Sheep farmers told to take practical steps to reduce wormer use

Animal health experts say anthelmintic resistance is a challenge to the future health and profitability of UK sheep farming
Animal health experts say anthelmintic resistance is a challenge to the future health and profitability of UK sheep farming

Sheep farmers are being urged to use the monitoring of ewe body condition score as a practical step to significantly reduce how many doses of wormer are administered this lambing season.

The Sustainable Control of Parasites in Sheep (SCOPS) group says new evidence supports this approach as a way to cut the proportion of ewes wormed around lambing time.

This is without detrimental effects on lamb performance, allowing producers to adjust their approach at this time of year, the animal health body says.

Speaking on behalf of SCOPS, independent sheep consultant Lesley Stubbings says: “Under the stress of late pregnancy, a ewe’s immune system can wane, allowing adult worms in her gut to produce more eggs.

"This is known as the peri-parturient rise and the worm eggs, passed out in the ewe’s dung, contaminate the pasture grazed by their lambs later in the season.

“The objective of using a wormer at lambing time is to reduce the level of pasture contamination and the subsequent challenge to lambs. It normally has nothing to do with the health of the ewe.”

Worming all ewes at lambing time in the hope of reducing the risk to their offspring is 'high-risk' in terms of accelerating the development of resistance to wormers on a farm.

Reducing the proportion of ewes wormed reduces this risk and helps slow the development of resistance, SCOPS says.

For some years, the group has recommended at least one in 10 of the fittest ewes are left untreated to reduce the selection for resistance in the worm population.

Ms Stubbings says: "However, as resistance levels increase, we need to better identify those ewes likely to produce the highest level of contamination and when this if likely to occur, so treatment can be timed more accurately.”

A research project in Wales has shown a significant variation in the extent, timing and duration of the peri-parturient rise, both between individual ewes and between farms.

Nutritional stress, measured as a loss of body condition score (BCS), was the key to establishing which ewes had the highest faecal egg count (FEC) and when this occurred relative to lambing.

“This latest research suggests you can use loss of body condition in your ewes to identify those under the most nutritional stress and therefore more likely to produce a high number of worm eggs in their dung.

"In most flocks this means the proportion treated can be reduced,” says Ms Stubbings, “This is critical to address concerns over the blanket use of long-acting moxidectin 2% wormers in ewes.

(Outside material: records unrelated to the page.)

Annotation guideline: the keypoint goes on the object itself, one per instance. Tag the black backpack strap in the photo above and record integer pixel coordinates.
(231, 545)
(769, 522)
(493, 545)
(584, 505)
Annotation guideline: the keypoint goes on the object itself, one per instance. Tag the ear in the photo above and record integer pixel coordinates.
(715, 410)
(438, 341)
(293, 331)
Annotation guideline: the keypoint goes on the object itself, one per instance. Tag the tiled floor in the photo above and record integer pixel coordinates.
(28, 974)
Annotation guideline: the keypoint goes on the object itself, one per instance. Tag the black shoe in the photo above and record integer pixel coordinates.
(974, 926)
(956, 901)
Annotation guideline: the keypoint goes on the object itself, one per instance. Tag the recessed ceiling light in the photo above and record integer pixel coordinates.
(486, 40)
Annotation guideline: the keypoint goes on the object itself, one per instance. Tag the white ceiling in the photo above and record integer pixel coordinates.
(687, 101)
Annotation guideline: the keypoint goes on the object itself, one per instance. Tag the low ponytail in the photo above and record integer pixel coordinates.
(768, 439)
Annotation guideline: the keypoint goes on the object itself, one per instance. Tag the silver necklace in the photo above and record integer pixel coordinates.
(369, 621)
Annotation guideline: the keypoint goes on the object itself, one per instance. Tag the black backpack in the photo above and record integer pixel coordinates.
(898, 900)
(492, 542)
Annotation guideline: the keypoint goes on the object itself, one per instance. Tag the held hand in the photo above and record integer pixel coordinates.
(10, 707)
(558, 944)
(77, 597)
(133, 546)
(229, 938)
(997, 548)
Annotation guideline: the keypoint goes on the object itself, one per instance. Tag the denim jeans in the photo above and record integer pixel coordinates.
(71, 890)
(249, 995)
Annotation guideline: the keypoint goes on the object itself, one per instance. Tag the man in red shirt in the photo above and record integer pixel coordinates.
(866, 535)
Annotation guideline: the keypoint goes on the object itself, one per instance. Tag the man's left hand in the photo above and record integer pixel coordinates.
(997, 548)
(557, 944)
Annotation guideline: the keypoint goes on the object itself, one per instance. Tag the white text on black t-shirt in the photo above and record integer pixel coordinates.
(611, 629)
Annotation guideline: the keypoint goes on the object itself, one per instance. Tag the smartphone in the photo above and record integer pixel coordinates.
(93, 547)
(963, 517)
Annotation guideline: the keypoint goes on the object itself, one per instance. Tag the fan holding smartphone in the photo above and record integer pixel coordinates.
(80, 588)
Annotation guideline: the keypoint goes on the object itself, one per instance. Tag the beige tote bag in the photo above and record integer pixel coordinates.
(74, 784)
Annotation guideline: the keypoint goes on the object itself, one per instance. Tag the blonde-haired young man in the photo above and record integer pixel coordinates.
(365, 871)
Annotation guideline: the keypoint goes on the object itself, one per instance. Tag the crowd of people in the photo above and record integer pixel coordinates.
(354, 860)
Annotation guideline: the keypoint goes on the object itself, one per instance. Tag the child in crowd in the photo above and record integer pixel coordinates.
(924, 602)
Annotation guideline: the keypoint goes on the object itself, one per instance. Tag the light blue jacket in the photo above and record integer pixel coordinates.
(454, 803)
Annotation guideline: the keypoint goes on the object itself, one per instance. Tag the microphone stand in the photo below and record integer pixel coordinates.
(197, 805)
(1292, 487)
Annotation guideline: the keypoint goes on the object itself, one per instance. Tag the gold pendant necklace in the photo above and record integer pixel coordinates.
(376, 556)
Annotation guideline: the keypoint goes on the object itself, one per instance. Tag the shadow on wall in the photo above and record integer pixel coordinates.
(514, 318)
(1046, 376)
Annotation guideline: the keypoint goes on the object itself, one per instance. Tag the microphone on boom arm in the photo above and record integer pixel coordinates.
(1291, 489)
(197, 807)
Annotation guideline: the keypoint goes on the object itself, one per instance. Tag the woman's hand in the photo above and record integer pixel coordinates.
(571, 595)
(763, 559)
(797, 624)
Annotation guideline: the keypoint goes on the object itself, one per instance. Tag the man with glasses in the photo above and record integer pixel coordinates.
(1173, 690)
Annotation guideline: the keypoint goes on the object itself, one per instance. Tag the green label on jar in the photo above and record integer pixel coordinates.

"While these products reduce egg output over an extended period, and therefore can reduce pasture contamination, they also mean the worm population is exposed to the active for longer.

"Taking this new approach means we can target only those ewes likely to produce the most contamination, harnessing the potential of moxidectin while ensuring minimum selection pressure is exerted.”

Kevin Harrison, a sheep farmer on the Gloucestershire and Somerset border, is the chairman of the SCOPS Steering Group.

He says as the incidence of anthelmintic resistance continues to increase across UK sheep farms, the need to use wormers only when necessary is becoming more and more important.

“A better understanding of why and when we worm ewes and targeting treatment to ewes based on reduced body condition score is a really practical recommendation and a positive step all producers can take.

"In our flock we have drastically reduced the number of ewes we worm in recent years, without any detriment to the lambs, and of course we have also saved money.

"I urge other producers to consider taking steps to reduce wormer use in their ewes this spring," he explains.